Monday, November 2, 2009

The First 870 Pages & the Ad War

That's how far I've gotten in the House bill -- 870 pages. So far, I'm pretty pleased with what I've read. Although the insurance exchange -- the marketplace where you could shop for insurance -- won't be up until 2013, and, thus, some of the important insurance reforms, like the elimination of pre-existing condition exclusions, won't take full effect until then, there are some provisions that would help in the meantime.

For example, there would be a national high risk pool for people who can't get insurance due to pre-existing conditions. The catch, though, is that you have to go without insurance for 6 months before you qualify.

And the current rules about pre-existing condition coverage -- if you have 18 month of continuous coverage and no break in coverage of 63 days or more, and they look back 12 months to see if you had a pre-existing condition -- would be relaxed. You'd only have to have 9 months of continuous coverage and they'd only look back 3 months.

Although the public option is in the plan, it is not the "robust" public option that the liberal Dems wanted -- reimbursement rates are not tied to Medicare, but instead, they would be negotiated, so providers will do better under this version. And states could have their own plans. Even co-ops would be an option.

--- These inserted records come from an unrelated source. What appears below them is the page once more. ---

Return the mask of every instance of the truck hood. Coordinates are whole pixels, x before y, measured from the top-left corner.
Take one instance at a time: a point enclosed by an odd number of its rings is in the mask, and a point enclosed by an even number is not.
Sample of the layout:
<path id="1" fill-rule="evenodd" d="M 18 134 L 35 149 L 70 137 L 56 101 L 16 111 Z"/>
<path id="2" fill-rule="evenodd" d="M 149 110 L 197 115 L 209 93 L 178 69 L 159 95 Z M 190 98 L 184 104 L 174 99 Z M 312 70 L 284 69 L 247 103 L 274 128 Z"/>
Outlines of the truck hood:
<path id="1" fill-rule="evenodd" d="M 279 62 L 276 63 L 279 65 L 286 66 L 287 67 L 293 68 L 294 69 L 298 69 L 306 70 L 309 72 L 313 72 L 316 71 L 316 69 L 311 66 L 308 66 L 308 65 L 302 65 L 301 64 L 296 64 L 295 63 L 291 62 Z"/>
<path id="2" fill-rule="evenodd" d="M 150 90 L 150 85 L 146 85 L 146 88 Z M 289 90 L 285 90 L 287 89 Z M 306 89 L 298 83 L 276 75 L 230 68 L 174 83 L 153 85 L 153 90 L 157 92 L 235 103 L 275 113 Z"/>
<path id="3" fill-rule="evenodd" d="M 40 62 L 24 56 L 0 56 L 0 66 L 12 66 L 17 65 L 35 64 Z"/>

There's a strong pilot plan for "medical homes" that should help coordinate care of people with chronic illnesses.

There's a lot more in this 1990 page draft. I'll report back when I know more.

But another thing struck me this week-end. I was watching the Sunday talk shows and there were so many commercials opposing health care reform. I hope you're looking at who's paying for the ads. The Chamber of Commerce hates the House plan because it includes an employer mandate -- employers whose annual payroll is over $500,000 will have to provide insurance for their employees or pay a fine.

But the one that gets me is this ad that tells Seniors that Medicare's going to be cut to pay for reform. I couldn't catch the name in tiny print at the bottom of the screen, but you can bet it's related to someone who doesn't really represent Seniors. I can tell you it was a group I've never heard of before.

The truth is that the House bill helps Seniors. The House bill begins to close the doughnut hole, making prescription drugs more affordable from Seniors starting on day one. The coverage gap -- currently, drug coverage stops at about $2800 and starts again at about $4500, so that leaves about $1700 out-of-pocket -- would be reduced by $500 immediately. And the drug companies would offer discounts on drugs during the doughnut hole. This has been one of the biggest obstacles for Seniors, and the House bill starts to eliminate it right away.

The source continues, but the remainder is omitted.